Laboratory analysis of currants taken from four German grocery chains contained “cocktails of up to nine different pesticides,” Greenpeace said from Hamburg.
In a similar study in 2006 only three pesticides were found per sample.
While the amount of pesticide did not in some cases exceed amounts allowed by agricultural regulations, Greenpeace said the number of different chemicals combined to create a problem.
“The sum does it,” a spokesperson said.
Some of the chemicals act as carcinogens, nerve poison or damage reproductive and hormone cycles, the organisation said, encouraging Germany to better protect its consumers with new regulations to cap the number of pesticides allowed to be used on produce.

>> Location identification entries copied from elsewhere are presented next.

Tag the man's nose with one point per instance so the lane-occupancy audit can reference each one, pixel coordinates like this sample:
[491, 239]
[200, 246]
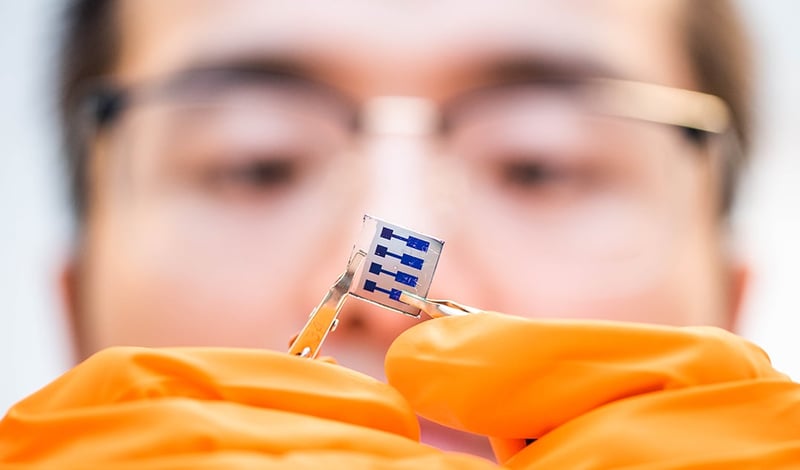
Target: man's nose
[397, 152]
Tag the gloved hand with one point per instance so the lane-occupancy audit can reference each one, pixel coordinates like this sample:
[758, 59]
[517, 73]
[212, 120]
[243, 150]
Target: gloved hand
[215, 408]
[600, 394]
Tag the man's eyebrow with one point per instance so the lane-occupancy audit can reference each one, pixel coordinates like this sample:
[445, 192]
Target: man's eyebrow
[522, 68]
[290, 71]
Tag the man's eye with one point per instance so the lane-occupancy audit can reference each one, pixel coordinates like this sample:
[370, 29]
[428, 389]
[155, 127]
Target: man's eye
[531, 175]
[255, 176]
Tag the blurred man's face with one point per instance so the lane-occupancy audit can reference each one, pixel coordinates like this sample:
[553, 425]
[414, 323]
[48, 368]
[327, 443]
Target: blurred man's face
[226, 203]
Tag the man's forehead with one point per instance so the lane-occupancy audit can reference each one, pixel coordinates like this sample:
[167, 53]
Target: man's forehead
[396, 40]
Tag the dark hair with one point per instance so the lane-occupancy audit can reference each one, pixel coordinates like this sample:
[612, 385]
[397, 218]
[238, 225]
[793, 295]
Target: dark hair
[717, 45]
[89, 51]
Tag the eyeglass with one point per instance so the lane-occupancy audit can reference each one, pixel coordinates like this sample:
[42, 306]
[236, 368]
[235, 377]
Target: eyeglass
[558, 155]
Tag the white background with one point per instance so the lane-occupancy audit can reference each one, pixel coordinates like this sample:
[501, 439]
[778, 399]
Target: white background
[35, 220]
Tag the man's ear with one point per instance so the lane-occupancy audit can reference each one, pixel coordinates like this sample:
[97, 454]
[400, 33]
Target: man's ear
[69, 290]
[739, 279]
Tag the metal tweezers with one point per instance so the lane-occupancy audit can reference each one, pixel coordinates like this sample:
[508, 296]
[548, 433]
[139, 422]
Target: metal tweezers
[324, 318]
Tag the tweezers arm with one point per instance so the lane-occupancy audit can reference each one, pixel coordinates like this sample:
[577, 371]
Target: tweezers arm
[323, 318]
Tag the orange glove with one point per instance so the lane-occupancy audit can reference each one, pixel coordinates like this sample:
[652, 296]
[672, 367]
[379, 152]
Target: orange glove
[210, 408]
[601, 394]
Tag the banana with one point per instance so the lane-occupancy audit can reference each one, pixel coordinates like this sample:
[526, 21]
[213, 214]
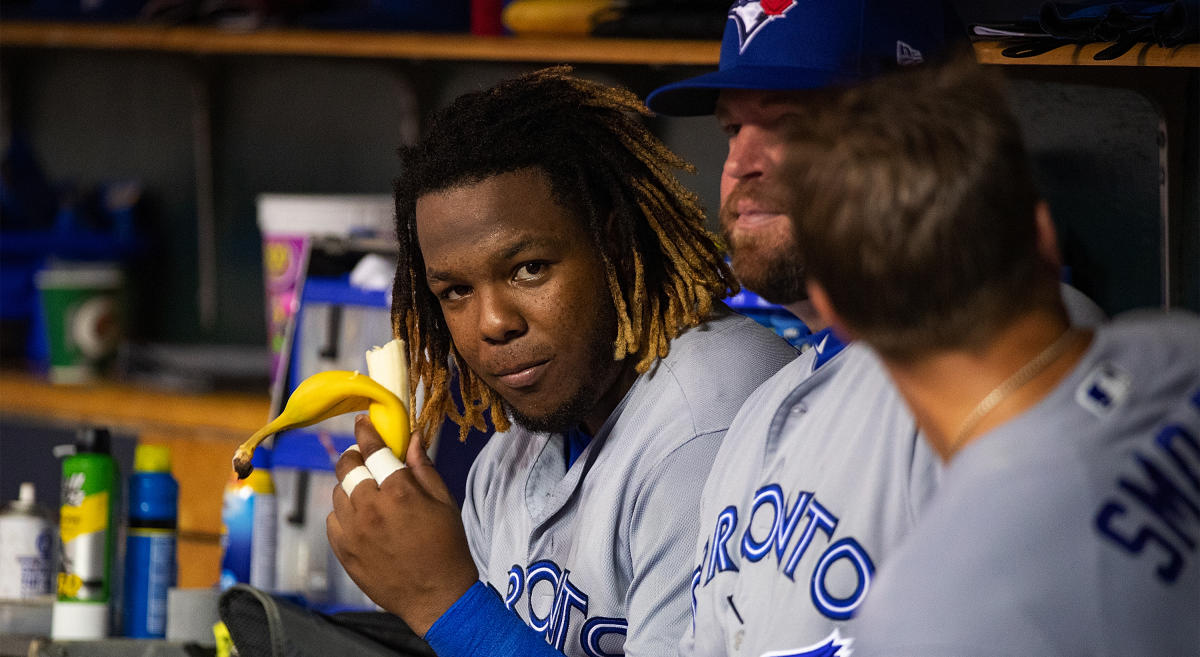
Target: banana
[330, 393]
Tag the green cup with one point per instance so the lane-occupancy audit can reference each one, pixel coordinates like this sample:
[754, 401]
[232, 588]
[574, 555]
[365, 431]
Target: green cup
[84, 319]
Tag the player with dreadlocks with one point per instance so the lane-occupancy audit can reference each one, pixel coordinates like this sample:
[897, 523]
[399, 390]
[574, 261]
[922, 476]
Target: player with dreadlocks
[627, 194]
[553, 265]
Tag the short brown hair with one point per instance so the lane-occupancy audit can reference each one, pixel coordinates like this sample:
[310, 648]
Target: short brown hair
[915, 208]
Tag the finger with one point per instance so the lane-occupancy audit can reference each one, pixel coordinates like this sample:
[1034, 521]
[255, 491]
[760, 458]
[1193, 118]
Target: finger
[355, 477]
[349, 466]
[335, 532]
[367, 437]
[423, 469]
[382, 464]
[417, 453]
[349, 459]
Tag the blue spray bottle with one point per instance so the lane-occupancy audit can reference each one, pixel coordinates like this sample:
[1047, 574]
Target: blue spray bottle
[150, 566]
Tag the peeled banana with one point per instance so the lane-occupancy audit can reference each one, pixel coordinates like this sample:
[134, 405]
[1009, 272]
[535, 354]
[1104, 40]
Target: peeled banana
[330, 393]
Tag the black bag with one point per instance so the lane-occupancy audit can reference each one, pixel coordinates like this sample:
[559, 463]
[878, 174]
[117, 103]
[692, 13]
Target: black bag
[1168, 23]
[262, 625]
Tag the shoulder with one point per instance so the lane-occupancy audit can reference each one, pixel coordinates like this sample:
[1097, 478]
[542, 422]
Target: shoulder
[505, 456]
[709, 373]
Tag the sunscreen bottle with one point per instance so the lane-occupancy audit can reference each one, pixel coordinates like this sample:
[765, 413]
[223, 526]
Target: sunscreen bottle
[247, 528]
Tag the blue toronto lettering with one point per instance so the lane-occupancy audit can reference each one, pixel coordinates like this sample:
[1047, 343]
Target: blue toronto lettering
[719, 554]
[841, 608]
[599, 630]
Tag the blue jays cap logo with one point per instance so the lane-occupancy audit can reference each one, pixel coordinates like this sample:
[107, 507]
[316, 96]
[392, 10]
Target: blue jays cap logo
[751, 16]
[832, 646]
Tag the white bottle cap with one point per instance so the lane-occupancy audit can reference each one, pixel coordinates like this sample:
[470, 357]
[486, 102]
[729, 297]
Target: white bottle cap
[79, 620]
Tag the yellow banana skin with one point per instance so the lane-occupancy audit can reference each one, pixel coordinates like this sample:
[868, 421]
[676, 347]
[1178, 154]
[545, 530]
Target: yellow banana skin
[327, 395]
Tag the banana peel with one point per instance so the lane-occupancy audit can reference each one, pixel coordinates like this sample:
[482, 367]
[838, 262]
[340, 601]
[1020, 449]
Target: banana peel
[335, 392]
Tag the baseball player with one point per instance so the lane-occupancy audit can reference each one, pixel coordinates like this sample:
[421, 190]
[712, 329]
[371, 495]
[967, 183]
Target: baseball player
[550, 257]
[823, 472]
[1067, 519]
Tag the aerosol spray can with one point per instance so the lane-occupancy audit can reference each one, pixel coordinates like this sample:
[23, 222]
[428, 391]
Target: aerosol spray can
[27, 548]
[90, 487]
[150, 544]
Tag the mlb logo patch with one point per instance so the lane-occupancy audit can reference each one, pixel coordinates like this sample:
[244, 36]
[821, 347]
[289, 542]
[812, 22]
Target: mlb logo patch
[753, 16]
[1104, 389]
[833, 645]
[907, 55]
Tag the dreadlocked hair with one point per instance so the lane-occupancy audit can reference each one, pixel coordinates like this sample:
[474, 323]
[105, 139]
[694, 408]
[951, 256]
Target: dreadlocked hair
[664, 269]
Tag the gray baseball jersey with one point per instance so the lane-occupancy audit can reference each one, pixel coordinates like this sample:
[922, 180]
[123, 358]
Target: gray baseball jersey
[598, 556]
[821, 472]
[821, 476]
[1071, 530]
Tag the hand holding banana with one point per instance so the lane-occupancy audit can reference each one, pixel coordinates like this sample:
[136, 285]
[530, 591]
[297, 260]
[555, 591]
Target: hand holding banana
[325, 395]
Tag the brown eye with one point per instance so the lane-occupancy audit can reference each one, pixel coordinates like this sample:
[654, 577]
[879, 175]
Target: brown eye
[529, 271]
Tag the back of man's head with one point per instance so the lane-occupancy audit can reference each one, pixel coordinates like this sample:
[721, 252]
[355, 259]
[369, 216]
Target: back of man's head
[795, 44]
[916, 210]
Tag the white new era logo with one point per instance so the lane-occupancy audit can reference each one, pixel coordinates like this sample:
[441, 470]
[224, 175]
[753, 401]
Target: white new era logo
[907, 55]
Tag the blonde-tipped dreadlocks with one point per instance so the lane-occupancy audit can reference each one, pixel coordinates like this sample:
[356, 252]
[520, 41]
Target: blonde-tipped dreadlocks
[664, 269]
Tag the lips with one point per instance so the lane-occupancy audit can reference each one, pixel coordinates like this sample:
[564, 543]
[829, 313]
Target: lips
[522, 375]
[747, 209]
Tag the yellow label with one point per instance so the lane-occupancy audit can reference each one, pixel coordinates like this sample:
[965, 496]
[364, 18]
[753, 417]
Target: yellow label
[88, 517]
[70, 585]
[225, 642]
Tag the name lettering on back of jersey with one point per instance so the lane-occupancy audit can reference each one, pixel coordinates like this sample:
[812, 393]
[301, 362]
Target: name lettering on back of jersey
[1156, 510]
[784, 534]
[557, 609]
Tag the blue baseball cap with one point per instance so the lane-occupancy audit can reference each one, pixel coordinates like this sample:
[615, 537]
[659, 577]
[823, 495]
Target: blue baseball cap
[793, 44]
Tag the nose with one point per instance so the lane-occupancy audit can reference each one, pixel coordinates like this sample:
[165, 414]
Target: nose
[745, 158]
[499, 319]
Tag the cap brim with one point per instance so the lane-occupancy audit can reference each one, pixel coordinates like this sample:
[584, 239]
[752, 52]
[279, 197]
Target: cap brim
[697, 96]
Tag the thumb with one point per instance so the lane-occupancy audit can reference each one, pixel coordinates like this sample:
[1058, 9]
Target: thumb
[423, 469]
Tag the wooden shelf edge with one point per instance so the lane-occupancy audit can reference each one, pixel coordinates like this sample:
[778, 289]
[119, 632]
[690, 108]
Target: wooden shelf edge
[461, 47]
[232, 416]
[358, 43]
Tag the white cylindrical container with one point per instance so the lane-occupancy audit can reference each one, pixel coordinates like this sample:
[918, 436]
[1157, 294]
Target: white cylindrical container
[27, 548]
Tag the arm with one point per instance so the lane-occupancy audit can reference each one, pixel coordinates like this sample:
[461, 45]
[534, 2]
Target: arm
[379, 529]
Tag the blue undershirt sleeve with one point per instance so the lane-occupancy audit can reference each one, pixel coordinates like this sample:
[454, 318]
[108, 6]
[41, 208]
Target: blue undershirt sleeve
[479, 624]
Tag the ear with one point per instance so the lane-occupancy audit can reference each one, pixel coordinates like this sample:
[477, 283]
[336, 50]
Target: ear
[1048, 236]
[822, 305]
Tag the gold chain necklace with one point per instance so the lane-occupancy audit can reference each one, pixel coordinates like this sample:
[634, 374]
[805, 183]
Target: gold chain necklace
[1014, 383]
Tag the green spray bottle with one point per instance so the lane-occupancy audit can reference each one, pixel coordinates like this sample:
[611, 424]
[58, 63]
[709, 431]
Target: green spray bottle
[90, 487]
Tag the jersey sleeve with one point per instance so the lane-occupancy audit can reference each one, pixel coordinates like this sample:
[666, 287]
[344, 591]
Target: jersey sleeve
[479, 624]
[663, 541]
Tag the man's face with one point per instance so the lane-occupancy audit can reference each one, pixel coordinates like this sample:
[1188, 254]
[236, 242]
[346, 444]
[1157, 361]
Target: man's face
[756, 228]
[523, 293]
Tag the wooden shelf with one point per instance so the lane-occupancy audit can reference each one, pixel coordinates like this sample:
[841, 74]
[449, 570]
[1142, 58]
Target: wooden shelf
[358, 43]
[460, 47]
[227, 416]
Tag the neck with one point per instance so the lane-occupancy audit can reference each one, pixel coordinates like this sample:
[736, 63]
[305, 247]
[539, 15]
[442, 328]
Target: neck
[607, 403]
[943, 389]
[808, 314]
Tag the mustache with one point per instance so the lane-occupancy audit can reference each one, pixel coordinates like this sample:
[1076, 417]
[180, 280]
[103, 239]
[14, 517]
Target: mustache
[762, 194]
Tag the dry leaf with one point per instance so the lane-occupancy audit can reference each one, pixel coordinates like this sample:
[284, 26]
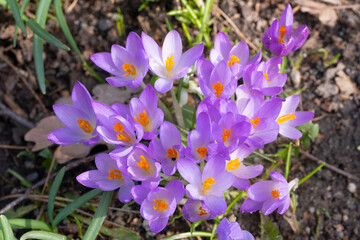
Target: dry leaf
[39, 133]
[326, 14]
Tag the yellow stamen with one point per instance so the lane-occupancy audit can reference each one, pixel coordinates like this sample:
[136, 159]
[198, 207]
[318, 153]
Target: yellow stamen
[202, 152]
[233, 60]
[207, 184]
[255, 122]
[266, 77]
[130, 69]
[202, 211]
[219, 88]
[85, 125]
[172, 153]
[143, 164]
[286, 117]
[142, 119]
[282, 31]
[115, 174]
[160, 205]
[275, 193]
[169, 63]
[233, 164]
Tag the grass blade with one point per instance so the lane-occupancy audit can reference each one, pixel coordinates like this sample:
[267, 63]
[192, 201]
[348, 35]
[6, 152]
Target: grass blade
[75, 205]
[14, 6]
[99, 216]
[37, 29]
[53, 191]
[6, 228]
[41, 235]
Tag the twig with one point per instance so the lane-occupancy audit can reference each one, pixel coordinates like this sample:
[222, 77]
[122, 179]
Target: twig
[4, 111]
[335, 169]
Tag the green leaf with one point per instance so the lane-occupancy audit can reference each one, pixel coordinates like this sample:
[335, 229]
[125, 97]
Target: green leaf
[37, 29]
[53, 191]
[41, 235]
[6, 228]
[75, 205]
[14, 6]
[99, 216]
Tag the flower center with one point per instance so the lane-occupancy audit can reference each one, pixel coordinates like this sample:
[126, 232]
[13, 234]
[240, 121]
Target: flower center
[226, 134]
[160, 205]
[169, 62]
[114, 173]
[266, 77]
[219, 88]
[202, 212]
[286, 117]
[233, 60]
[275, 193]
[172, 153]
[130, 69]
[255, 122]
[282, 31]
[85, 125]
[142, 119]
[202, 152]
[122, 135]
[233, 164]
[207, 184]
[143, 164]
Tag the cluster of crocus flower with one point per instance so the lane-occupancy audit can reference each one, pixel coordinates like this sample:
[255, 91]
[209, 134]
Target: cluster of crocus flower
[226, 131]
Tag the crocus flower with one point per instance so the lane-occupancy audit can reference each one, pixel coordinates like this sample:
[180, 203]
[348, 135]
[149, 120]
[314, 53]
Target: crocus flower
[195, 210]
[232, 231]
[280, 39]
[288, 119]
[108, 177]
[161, 203]
[215, 81]
[129, 65]
[144, 111]
[239, 170]
[169, 149]
[79, 118]
[208, 186]
[237, 57]
[268, 196]
[169, 63]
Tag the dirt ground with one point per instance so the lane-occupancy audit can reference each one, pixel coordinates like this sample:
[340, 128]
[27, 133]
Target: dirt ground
[328, 204]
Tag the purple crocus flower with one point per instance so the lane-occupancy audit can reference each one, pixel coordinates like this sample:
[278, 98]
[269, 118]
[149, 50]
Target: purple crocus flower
[266, 77]
[232, 231]
[195, 210]
[288, 119]
[145, 112]
[215, 81]
[237, 57]
[208, 186]
[241, 172]
[268, 196]
[129, 65]
[79, 118]
[280, 39]
[169, 149]
[110, 175]
[169, 63]
[161, 203]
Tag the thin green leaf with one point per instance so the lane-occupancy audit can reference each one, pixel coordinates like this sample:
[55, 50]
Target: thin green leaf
[75, 205]
[14, 6]
[6, 228]
[99, 216]
[53, 191]
[41, 235]
[37, 29]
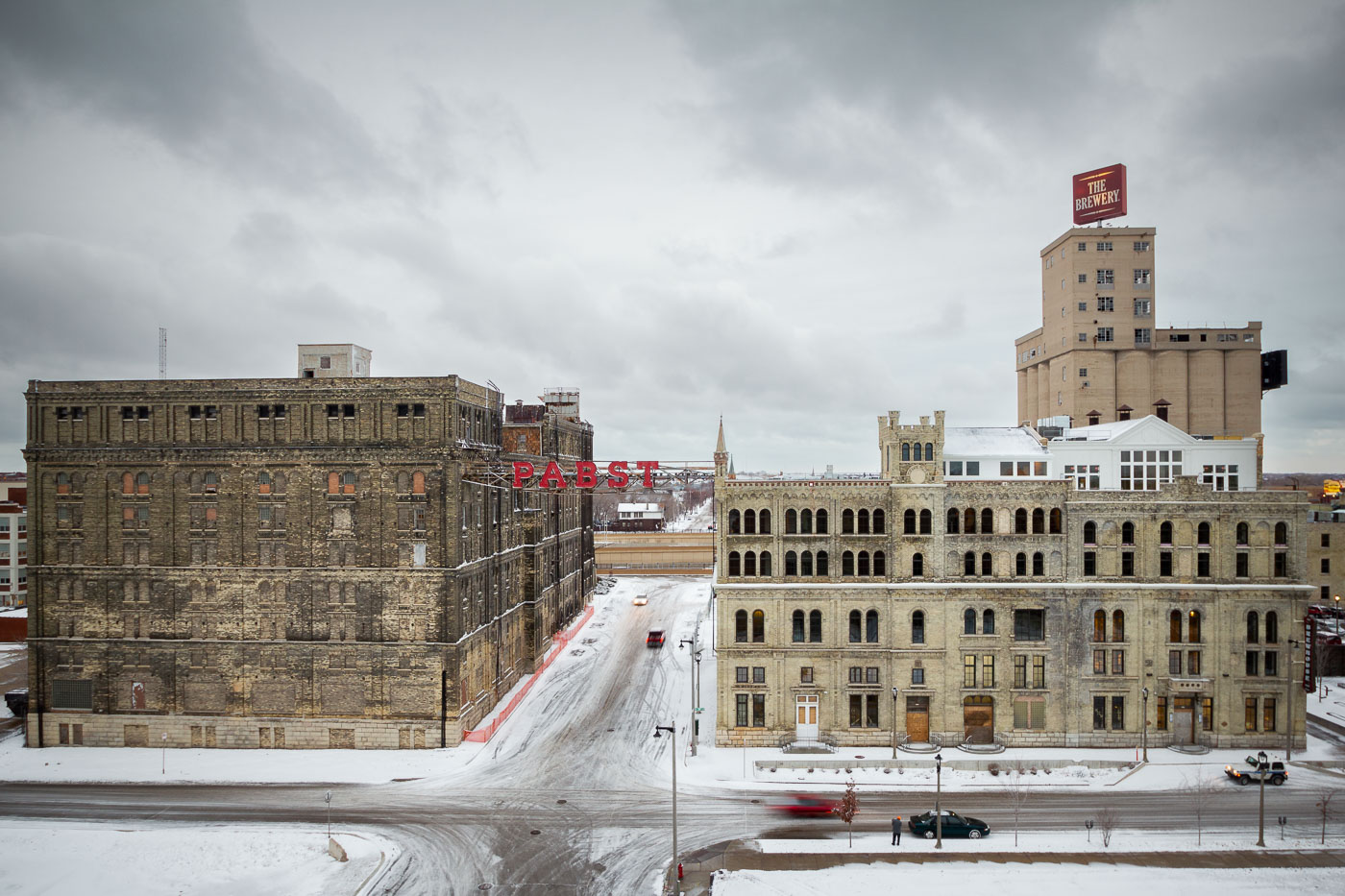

The environmentalist Green party agreed.
“We request the federal government to institute a national action programme for pesticide reduction with clear goals and steps,” the party's spokesperson for nutrition policy Ulrike Höfken said. “For testing we need collective high values and standards of toxicological measurements for how they interact.”
But those who buy organic products have nothing to worry about, the organic currants were “residue-free,” Greenpeace said.
The organisation tested 31 samples of both currants and raspberries from several German cities in early July. All 13 conventionally grown currant samples came from German farms, mainly in the state of Baden-Württemberg. Meanwhile the raspberries had traces of only two pesticides on average at levels below the legal limit.